Bob Simon told Charlie Rose that the 'two-state solution' in Israel-Palestine is dead, which is likely correct. He suggested that the most likely outcome is Apartheid. However, I would argue that Apartheid is a phase and its itself an unstable situation, and that only one of the above three outcomes is actually permanent. Given that the Arabs are becoming more technologically sophisticated and wealthier over time, and given their demographic advantage, I do not expect a trasnferist or trail of tears policy to be implemented or succeed. In the long term, over several decades, I think either there will be a gradual outflow of Israeli emigrants that leaves Jews a plurality in Israel. Or there will eventually be a single state. The other possibilities, of either a century-long Apartheid or another expulsion of Palestinians a la 1948 seem to me less likely. The Gaza operation is intended to extend the life of an incipient Apartheid. But that is sort of like giving a heart transplant to a man diagnosed with terminal cancer.

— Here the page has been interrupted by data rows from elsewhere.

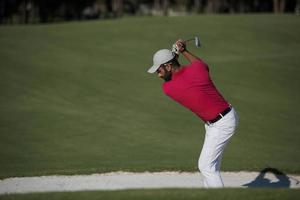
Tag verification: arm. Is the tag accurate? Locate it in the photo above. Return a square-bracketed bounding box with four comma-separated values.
[176, 39, 201, 63]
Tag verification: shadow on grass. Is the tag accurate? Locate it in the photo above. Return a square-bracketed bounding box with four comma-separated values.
[243, 167, 291, 188]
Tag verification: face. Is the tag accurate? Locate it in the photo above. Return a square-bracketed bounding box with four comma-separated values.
[156, 64, 172, 81]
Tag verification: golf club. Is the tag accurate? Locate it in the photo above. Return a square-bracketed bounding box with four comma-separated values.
[185, 36, 201, 47]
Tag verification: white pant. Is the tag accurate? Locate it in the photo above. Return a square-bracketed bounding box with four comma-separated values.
[198, 108, 238, 188]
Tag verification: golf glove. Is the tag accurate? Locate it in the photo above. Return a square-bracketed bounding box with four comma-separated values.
[172, 43, 179, 55]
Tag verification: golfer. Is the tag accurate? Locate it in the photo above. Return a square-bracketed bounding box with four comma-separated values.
[148, 39, 238, 188]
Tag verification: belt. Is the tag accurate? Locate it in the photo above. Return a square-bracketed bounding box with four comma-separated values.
[206, 106, 232, 125]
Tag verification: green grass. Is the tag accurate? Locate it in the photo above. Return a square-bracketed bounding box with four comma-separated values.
[0, 189, 300, 200]
[0, 15, 300, 178]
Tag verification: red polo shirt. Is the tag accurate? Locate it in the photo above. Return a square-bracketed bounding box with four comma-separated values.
[163, 60, 229, 121]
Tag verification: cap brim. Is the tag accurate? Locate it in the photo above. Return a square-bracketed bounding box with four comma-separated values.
[148, 65, 159, 74]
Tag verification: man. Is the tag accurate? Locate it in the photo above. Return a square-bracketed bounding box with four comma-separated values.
[148, 40, 238, 187]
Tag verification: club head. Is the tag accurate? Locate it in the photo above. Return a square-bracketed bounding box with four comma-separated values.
[195, 36, 201, 47]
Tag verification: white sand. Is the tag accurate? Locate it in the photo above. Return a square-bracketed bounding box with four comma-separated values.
[0, 172, 300, 195]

New York Times reports on Palestinian children found clinging to mothers' corpses.

Hareetz reports: Red Cross: Israel breaking int'l law, letting children starve in Gaza.

"The ICRC believes that in this instance the Israeli military failed to meet its obligation under international humanitarian law to care for and evacuated the wounded. It considers the delay in allowing rescue services access unacceptable," it said.